I listened to the whisper that was calling from deep inside my soul. I listened to the chaotic noise that was swirling around in my head. I listened to the quiet space in between.
I noticed all the judgment, the criticism, the shame, the fear, the anxiety, and the uncertainty that was buried deep in my thoughts. I noticed the pain in my body and the suffering I had created for myself. I noticed where things felt heavy and dense.
I noticed, and I listened … to all of it.
I let the layers fall off. I cried, I slept, I sat in silence.
I found myself being directed to deep spiritual work, to the texts and the works of various spiritual teachers. I was drawn into A Course in Miracles, The Tao te Ching, and writings from Hafiz, Muktananda, Neville Goddard, and Rumi.
I also found myself going back to teachings from Dr. Wayne Dyer, Reverend Michael Beckwith, Marianne Williamson, Gabby Bernstein, Pema Chödrön, Danielle LaPorte, Gary Zukav, Michael Singer, Florence Scovel Shinn, and Joseph Benner.
I read, and I read, and I read some more. In fact, I actually got lost in mentor’s teachings, in the work of spiritual teachers before me. I went deep and retreated away from the world.
I found myself feeling at odds with my natural tendencies, my usual ways of pushing back. That space where I would hustle harder, grind longer, and I would overcome any lull or place where I felt unmotivated or disengaged.
The old me would fight back, would dig deep, and would find a way to overcome the challenge of the resistance dropping in. I would rely on my tried-and-true masculine energy that knew how to “get things done.”
I would hunker down and just do more.
Yet, that wasn’t what was presenting. That isn’t what I needed this time. In fact, I found myself actually repelled by anything carrying overly aggressive masculine energy or the push to “just do more.” I found myself having visceral reactions to my former ways of doing things, to typical marketing strategies and sales techniques, and all the should-ing from others around me.
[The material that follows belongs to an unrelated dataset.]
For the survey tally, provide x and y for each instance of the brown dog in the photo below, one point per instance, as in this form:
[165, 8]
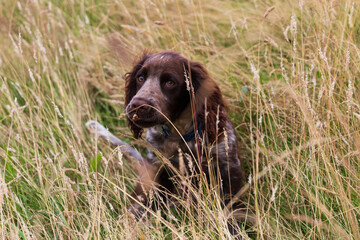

Because what was calling was so much softer. It was my own inner Divine feminine asking for the space and grace to lead. She was seeing things from a brand new perspective, and I was letting my heart lead fully and powerfully.
My Divine feminine energy was seeking expression of her voice, and asking me to fully surrender and allow myself the deepest level of nourishment. So, I leaned in. I gave this untapped energy my full attention, and I began to get out of my own way.
What transpired has been truly beautiful to witness. I got to watch and embrace my own level of softness, the stillness within. I was able to give myself permission to just be, to allow the flow to move about me and within me.
I quieted down for the first time in a long time.
And, in the quiet space, the shift has taken me to new levels. I am learning how to beautifully and powerfully dance between both my Divine feminine and Divine masculine energies. I see the wonder in how they both are needed, and how they allow me the greatest, truest expression of who I authentically am, and how I get to show up and serve the world.
I realize I get to experience all of it. That we get to experience all of it. That life is not pushing on us … but rather, flowing through us.
That we are not here “to DO” as much as we are here “to BE.”
And, it is in that truth that I am able to lead more, give more, and shine my light more.
For the ability to slow down, to sit in the stillness, and listen to our own soul is the greatest opportunity before us. It requires space and restoration to allow our own journey in opening to grace to unfold. For as we learn to be still and to really listen, we also learn to expand until there are no edges and stand fully in our truth.
The greatest freedom is being able to live your truth completely.
How are you allowing what needs to flow guide you to your truth? How are you taking time to restore and create real WELLth for yourself? How are you learning to be still and listen to the whisper of softness from within?
Your inner voice is asking to be expressed, your purest light the ability to shine, and your truth to be activated as your inner due north. The time is now, my friend. The time is now.